Résultat du pari ? Trois motifs de réjouissance. D’abord le premier, celui qui fait qu’on savoure toujours plus un résultat quand on a souffert pour l’obtenir ! Car oui, il a fallu serrer les dents, sortir les petites voiles de gros temps, veiller au matériel à chaque instant. Dans ces moments, c’est peu dire que le marin fait corps avec son bateau ; il souffre tout autant. Avec le manque de sommeil, un proverbe de marin dit sagement « si tu parles à ton bateau c’est normal, s’il te répond va te coucher ». Visiblement, le marin suisse a depuis longtemps passé ce stade, lui qui expliquait avec humour, en essayant de se frayer un chemin dans la grosse houle, « de toute façon, je ne peux pas forcer sur le bateau, j’ai mon safran qui me parle derrière et me dit « Grouaack ! » Une sorte de langue de crapaud que je comprends très bien, qui veut dire : Mec, si tu tires plus, je ne vais pas finir le tour alors attends d’en finir avec le portant pour pouvoir ré-accélérer stp ! »
Dans ce bras de fer si particulier, humain et machine auront réussi leur passage sans gros tracas, offrant alors une deuxième joie à Alan. Celle un peu égoïste, mais on lui accorde avec plaisir, de n’avoir que pour lui ce bout de falaise aride, balayé par les vents, première terre depuis si longtemps qu’on en a presque oublié les contours de la dernière. Un tête-à-tête via VHF avec le gardien de phare, au lever du jour, sur une mer redevenue plate comme par magie après le Cap franchi, au point de se demander si tout ce tapage n’était pas un mirage. Pour toujours, le troisième cap Horn de la vie d’Alan Roura, 31 ans seulement, fut le plus dur à atteindre, et d’autant plus magique à contempler.
La troisième satisfaction, enfin, est celle du compétiteur. À nuancer toutefois, car jamais Alan, toujours humble face à la puissance de la nature, ne se réjouira de battre un marin qui a fait le délicat choix de la prudence. Sur le pont de son IMOCA jaune et noir, il expliquait à la vacation : « Il n’y a aucun mérite, je l’ai fait parce que mon bateau était capable, les autres avaient leurs raisons aussi de ne pas y aller et elles sont tout aussi légitimes.
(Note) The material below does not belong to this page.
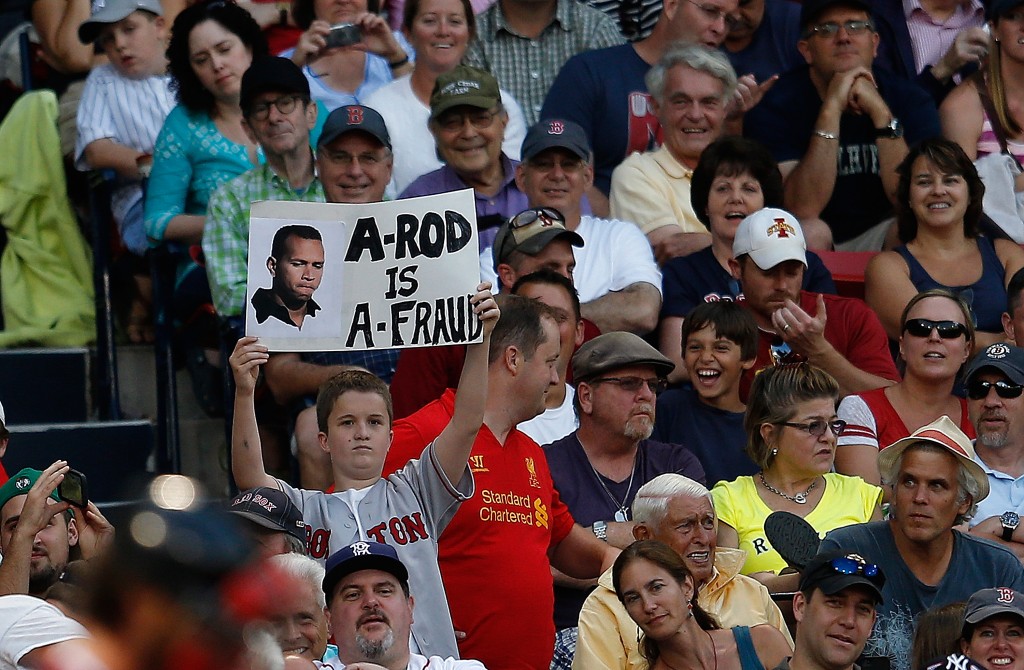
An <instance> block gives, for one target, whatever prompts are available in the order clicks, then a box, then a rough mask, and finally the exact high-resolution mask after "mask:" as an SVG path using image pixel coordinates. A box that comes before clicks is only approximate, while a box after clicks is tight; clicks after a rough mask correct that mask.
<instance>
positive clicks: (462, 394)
mask: <svg viewBox="0 0 1024 670" xmlns="http://www.w3.org/2000/svg"><path fill="white" fill-rule="evenodd" d="M488 289H489V284H486V283H484V284H481V285H480V286H479V287H477V290H478V292H477V293H476V295H474V296H473V297H472V299H471V301H472V303H473V305H474V312H475V313H476V316H477V317H478V318H479V319H480V321H481V322H482V326H483V341H482V342H480V343H478V344H472V345H470V346H469V347H468V349H467V352H466V364H465V366H464V367H463V372H462V379H461V383H460V384H459V392H458V395H457V396H456V403H455V412H454V414H453V416H452V420H451V421H450V422H449V423H447V425H446V426H445V427H444V429H443V430H442V431H441V433H440V434H439V435H437V437H436V438H435V439H433V441H432V442H431V443H430V444H428V445H425V448H424V449H423V450H422V453H421V455H420V458H419V459H417V460H413V461H411V462H410V463H409V464H408V465H407V466H406V467H403V468H402V469H401V470H399V471H397V472H395V473H393V474H391V475H389V476H388V477H387V478H382V477H381V472H382V470H383V467H384V458H385V457H386V456H387V452H388V449H389V448H390V446H391V438H392V435H393V433H392V431H391V419H392V410H391V395H390V393H389V392H388V390H387V386H386V385H385V384H384V383H383V382H382V381H381V380H380V379H378V378H377V377H375V376H374V375H372V374H370V373H368V372H365V371H359V370H350V371H346V372H343V373H341V374H339V375H337V376H335V377H334V378H333V379H331V380H329V381H328V382H327V383H326V384H325V385H324V386H323V387H322V389H321V393H319V395H318V397H317V399H316V413H317V422H318V424H319V430H321V432H319V435H318V438H319V444H321V447H322V448H323V449H324V451H325V452H327V453H329V454H330V455H331V469H332V471H333V474H334V485H335V493H332V494H326V493H324V492H322V491H307V490H301V489H295V488H293V487H291V486H289V485H288V484H287V483H286V481H283V480H281V479H276V478H274V477H272V476H270V475H268V474H267V473H266V471H265V469H264V467H263V455H262V451H261V449H260V439H259V431H258V428H257V424H256V414H255V409H254V403H253V395H254V391H255V387H256V379H257V377H258V376H259V367H260V366H261V365H263V364H264V363H266V361H267V359H268V353H267V348H266V347H265V346H263V345H261V344H259V343H258V340H257V338H255V337H243V338H242V339H240V340H239V342H238V344H237V345H236V347H234V351H233V352H232V353H231V357H230V364H231V371H232V372H233V373H234V381H236V384H237V390H236V394H234V419H233V425H232V429H231V469H232V472H233V474H234V479H236V481H237V483H238V485H239V486H240V487H242V488H254V487H275V488H279V489H281V490H282V491H284V492H285V493H286V494H287V495H288V497H289V498H290V499H291V500H292V502H294V503H295V505H296V506H297V507H298V508H299V509H300V510H302V515H303V518H304V519H305V521H306V542H307V544H308V548H309V555H310V556H311V557H312V558H315V559H317V560H319V561H324V560H325V559H326V558H327V556H328V555H330V554H332V553H334V552H335V551H338V550H340V549H341V548H343V547H347V546H349V545H350V544H352V543H353V542H358V541H364V542H366V541H373V542H380V543H385V544H389V545H391V546H393V547H394V548H395V549H396V550H397V551H398V554H399V556H401V558H402V561H403V562H406V563H407V564H408V566H409V568H410V585H411V587H412V591H413V595H414V596H415V597H416V599H417V600H418V601H419V602H420V603H421V604H420V609H421V611H424V610H426V612H425V613H424V615H423V616H421V617H418V618H417V620H416V623H414V624H413V633H412V636H413V643H414V645H415V648H416V651H418V652H419V653H420V654H423V655H424V656H428V657H430V656H440V657H441V658H444V657H450V656H452V657H457V656H458V655H459V650H458V646H457V645H456V641H455V632H454V630H453V627H452V617H451V614H450V613H449V609H447V603H446V599H445V595H444V588H443V586H442V584H441V577H440V572H439V570H438V567H437V538H438V537H439V536H440V534H441V533H442V532H443V531H444V529H445V528H446V527H447V525H449V521H451V520H452V517H453V516H454V515H455V513H456V511H457V510H458V509H459V505H460V504H461V503H462V502H463V501H465V500H468V499H469V498H470V497H471V496H472V495H473V491H474V484H473V475H472V473H471V472H470V470H469V467H468V460H469V455H470V451H471V450H472V447H473V441H474V438H475V437H476V433H477V432H478V431H479V429H480V425H481V423H482V421H483V408H484V405H485V403H486V397H487V372H486V368H487V347H488V344H489V340H490V333H492V331H493V330H494V327H495V324H496V323H497V322H498V318H499V313H500V312H499V309H498V305H497V304H496V303H495V301H494V299H493V298H492V296H490V292H489V290H488Z"/></svg>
Moi, je voulais juste y aller, ne pas attendre plus, et essayer de prendre le wagon de devant ».
Le résultat est tout de même immédiat dans ce long train de flotte du Vendée Globe, dont Alan occupe à présent la 17e position, nettement moins sous pression de ses deux poursuivants relégués à près de 400 milles derrière. Et désormais plus proche du bateau de devant, l’IMOCA flambant neuf de Jean Le Cam, que de ses anciens comparses.
Voilà la cible, dessinée désormais sur son radar personnel. Aller rattraper « le roi Jean », et lui montrer qu’il faudra compter sur l’horlogerie suisse pour être à l’heure jusqu’au bout ! Un nouvel objectif sur ce long périple pour lequel, comme à chaque fois, Alan Roura continuera de tout donner pour essayer de l’atteindre. Sans garantie de résultat, sans être certain de ne pas y laisser des plumes, mais avec l’envie toujours renouvelée de tracer son sillage, et de rendre fiers ceux qui l’ont permis, à commencer par lui.
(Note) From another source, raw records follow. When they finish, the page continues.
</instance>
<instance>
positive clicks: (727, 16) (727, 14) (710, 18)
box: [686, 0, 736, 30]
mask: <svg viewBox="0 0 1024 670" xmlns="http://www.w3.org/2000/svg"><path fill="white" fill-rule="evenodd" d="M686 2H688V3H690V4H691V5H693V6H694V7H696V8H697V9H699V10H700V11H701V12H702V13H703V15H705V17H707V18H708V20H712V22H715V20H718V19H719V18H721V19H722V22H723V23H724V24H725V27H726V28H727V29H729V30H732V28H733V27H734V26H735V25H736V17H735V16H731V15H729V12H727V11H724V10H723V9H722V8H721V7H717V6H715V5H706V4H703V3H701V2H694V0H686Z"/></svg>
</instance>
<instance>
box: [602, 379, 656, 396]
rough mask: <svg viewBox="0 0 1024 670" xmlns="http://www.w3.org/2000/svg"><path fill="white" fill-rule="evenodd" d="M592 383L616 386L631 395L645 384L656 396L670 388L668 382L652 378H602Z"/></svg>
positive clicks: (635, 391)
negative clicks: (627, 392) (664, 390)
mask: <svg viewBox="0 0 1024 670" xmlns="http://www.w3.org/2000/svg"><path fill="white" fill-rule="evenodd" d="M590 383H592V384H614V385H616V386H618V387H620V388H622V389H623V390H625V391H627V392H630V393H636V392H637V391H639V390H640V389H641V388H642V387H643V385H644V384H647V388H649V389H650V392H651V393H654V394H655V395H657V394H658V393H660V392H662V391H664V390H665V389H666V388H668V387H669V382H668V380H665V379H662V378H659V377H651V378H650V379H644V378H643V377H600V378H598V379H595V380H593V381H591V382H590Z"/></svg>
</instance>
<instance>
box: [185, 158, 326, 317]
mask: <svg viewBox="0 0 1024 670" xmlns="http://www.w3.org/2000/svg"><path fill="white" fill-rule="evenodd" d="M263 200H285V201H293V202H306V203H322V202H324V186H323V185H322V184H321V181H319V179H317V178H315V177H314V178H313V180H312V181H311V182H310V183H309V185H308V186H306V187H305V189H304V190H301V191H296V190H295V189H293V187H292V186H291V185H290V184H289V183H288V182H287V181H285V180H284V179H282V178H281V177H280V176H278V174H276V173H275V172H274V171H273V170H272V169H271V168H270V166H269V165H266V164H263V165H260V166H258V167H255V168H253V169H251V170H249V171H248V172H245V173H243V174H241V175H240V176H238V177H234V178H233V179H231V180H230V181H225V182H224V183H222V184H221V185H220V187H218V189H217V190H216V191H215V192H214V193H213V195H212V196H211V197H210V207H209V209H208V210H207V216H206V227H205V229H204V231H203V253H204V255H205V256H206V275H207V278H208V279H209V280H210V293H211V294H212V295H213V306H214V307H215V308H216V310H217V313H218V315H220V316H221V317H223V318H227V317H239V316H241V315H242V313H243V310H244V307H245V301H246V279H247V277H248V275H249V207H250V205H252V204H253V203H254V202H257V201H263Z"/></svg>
Car déjà, le passage du cap Horn, couplé à ce nouvel an porteur pour beaucoup de bonnes résolutions, sonne comme un premier bilan. « J’ai trouvé ce qui définit le cap Horn : c’est le début de la fin du Vendée Globe, écrit joliment Alan dans un de ses messages du bord. Tu sais que tu tournes à gauche et que derrière, tu vas remonter vers la maison. Alors la remontée ne sera pas forcément rapide, mais chaque jour te rapproche clairement de la ligne d’arrivée. » En attendant de revoir une autre terre, celle-ci bien plus familière, il faut tenir le cap, même si la fête est loin d’être finie. On en veut pour preuve sa bouteille de champagne du premier de l’an à peine entamée, signe qu’il y avait cette année bien d’autres chats à fouetter. Les prochaines bulles seront pour le ponton, et n’en seront que plus savoureuses.